Désormais, nous avons une nouvelle race d’experts : l’expert en Premier ministre. Doté d’un long museau, cet imposteur décérébré et sans doute largement rémunéré, a germé dans la soupe primitive des négociations censées permettre à nos partis de mettre bas un nouveau chef de gouvernement. L’expert en Premier ministre se donne pour tâche de définir le profil d’un bon Premier ministre tel que la Tunisie en aurait besoin aujourd’hui. Il est ce que dans la science criminologique, on appelle un « profileur ». Pour expliquer le sens de ce mot qu’ignorent peut-être ceux qui ne regardent pas les séries policières à la mode, je n’irai pas chercher très loin. N’ayant moi-même que fort peu de scrupules, je ferai ce que font les enseignants dont j’ai parlé plus haut. Voici donc ce que nous en dit Wikipedia : « Le profilage criminel, fondé sur l’analyse comportementale, est une méthode permettant à des enquêteurs de déterminer le profil psychologique d’un criminel ». La spécialité du profileur consiste à réaliser le portrait d’une personne recherchée a posteriori, précise l’encyclopédie en ligne, c’est-à-dire « après que des faits ont été commis ». En cela, le profilage criminel se distingue du profilage politique qui à l’inverse a pour but de réaliser le portrait de la personne recherchée a priori, avant donc que des faits répréhensibles n’aient été commis.
Je ne sais pas si vous saisissez bien de quoi je parle. Pour éclairer votre lanterne, je vais vous donner un exemple, celui du dernier expert en Premier ministre dont j’ai lu la prose dans un de nos médias. Comme je ne veux vexer personne et que j’ai en horreur la polémique, je ne vous dirai ni son nom ni celui du journal électronique qui a jugé bon de le laisser s’exprimer.

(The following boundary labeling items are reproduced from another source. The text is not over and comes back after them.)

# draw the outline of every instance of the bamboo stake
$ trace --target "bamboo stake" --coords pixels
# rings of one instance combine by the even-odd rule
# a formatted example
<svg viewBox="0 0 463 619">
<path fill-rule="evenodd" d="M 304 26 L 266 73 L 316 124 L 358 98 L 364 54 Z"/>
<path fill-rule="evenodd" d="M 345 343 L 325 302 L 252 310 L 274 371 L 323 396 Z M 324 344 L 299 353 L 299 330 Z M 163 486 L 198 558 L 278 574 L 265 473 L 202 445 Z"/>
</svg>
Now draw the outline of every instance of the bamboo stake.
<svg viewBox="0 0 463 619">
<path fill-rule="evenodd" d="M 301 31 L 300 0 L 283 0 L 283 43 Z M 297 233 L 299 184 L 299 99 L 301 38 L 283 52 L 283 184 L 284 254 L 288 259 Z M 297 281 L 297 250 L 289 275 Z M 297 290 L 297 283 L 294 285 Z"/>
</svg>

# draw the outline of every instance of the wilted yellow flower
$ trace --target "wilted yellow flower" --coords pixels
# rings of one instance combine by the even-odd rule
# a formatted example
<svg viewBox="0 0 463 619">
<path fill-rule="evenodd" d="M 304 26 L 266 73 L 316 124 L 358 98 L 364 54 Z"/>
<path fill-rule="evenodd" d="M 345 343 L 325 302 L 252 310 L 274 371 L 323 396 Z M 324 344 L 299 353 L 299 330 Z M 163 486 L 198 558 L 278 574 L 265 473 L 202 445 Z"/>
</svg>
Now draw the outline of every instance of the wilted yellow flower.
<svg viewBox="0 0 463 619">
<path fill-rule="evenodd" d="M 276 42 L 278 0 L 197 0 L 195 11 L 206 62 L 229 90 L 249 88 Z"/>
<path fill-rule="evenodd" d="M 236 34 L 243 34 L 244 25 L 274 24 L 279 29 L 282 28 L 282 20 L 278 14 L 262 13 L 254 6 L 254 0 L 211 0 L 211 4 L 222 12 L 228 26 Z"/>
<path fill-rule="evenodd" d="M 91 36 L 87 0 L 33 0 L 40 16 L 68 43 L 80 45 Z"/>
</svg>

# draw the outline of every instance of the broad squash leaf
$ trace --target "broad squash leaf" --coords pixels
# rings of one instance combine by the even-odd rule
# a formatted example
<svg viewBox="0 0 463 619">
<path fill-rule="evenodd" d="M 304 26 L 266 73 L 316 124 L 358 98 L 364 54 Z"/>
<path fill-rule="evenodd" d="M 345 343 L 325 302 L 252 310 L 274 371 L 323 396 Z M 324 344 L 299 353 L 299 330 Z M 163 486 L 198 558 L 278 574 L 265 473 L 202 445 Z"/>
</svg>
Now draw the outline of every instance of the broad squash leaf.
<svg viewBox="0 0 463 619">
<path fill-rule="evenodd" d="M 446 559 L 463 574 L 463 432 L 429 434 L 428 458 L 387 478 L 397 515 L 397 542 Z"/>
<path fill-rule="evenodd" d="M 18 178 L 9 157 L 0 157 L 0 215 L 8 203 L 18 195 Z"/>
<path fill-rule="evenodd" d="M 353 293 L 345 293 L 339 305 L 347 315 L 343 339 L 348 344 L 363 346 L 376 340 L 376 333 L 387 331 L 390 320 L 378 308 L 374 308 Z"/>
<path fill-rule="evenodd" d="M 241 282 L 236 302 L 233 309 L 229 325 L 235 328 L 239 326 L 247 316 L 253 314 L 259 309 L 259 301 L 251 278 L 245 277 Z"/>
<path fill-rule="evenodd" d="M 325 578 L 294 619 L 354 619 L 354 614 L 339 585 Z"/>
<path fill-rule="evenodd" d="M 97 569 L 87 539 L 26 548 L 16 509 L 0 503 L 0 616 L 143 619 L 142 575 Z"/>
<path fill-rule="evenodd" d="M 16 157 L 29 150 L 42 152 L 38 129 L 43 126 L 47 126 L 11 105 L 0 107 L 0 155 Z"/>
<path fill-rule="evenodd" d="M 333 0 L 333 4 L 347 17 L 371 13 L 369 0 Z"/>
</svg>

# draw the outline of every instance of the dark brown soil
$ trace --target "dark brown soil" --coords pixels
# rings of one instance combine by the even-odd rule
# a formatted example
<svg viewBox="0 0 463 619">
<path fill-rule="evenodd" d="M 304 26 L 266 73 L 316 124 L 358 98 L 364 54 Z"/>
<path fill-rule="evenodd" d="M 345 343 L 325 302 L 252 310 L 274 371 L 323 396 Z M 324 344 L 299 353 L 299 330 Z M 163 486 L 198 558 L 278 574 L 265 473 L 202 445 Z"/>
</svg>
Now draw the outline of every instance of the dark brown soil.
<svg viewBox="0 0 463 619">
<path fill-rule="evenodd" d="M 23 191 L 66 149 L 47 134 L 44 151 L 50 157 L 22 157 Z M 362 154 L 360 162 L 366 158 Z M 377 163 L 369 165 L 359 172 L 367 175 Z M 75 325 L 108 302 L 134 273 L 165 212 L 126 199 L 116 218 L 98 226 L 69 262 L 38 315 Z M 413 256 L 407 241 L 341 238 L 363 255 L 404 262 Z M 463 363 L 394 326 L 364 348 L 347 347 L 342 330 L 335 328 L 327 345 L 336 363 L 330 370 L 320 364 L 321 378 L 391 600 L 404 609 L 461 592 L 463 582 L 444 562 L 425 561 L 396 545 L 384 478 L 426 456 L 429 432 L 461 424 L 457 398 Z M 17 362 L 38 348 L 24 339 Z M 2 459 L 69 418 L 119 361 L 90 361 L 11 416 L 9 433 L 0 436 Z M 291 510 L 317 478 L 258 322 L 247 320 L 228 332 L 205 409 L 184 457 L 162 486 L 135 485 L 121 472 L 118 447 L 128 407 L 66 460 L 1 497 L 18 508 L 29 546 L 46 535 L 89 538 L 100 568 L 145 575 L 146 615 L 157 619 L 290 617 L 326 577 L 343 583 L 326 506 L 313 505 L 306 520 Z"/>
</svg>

Ce profileur politique prétend « identifier un homme clé susceptible d’ériger un gouvernement de combat ».
Cet homme clé, selon notre expert, doit se distinguer par une série de qualités éthiques et psychologiques que je vous cite en vrac sans en omettre aucune : moralité, honnêteté, intégrité, compétence, efficacité, persévérance, clairvoyance, sincérité, indépendance et impartialité, intransigeance, transparence, charisme, audace, impartialité ; il doit en outre être consciencieux, incorruptible, responsable, « conducteur et meneur d’homme », entreprenant, « communicateur », « respecté et respectueux, expéditif et catalyseur, proactif et planificateur » (proactif, j’ignore ce que cela veut dire mais c’est sans doute très très important). Une seule caractéristique politique qui dans l’esprit de l’expert en question doit relever plutôt de l’affectif : le patriotisme.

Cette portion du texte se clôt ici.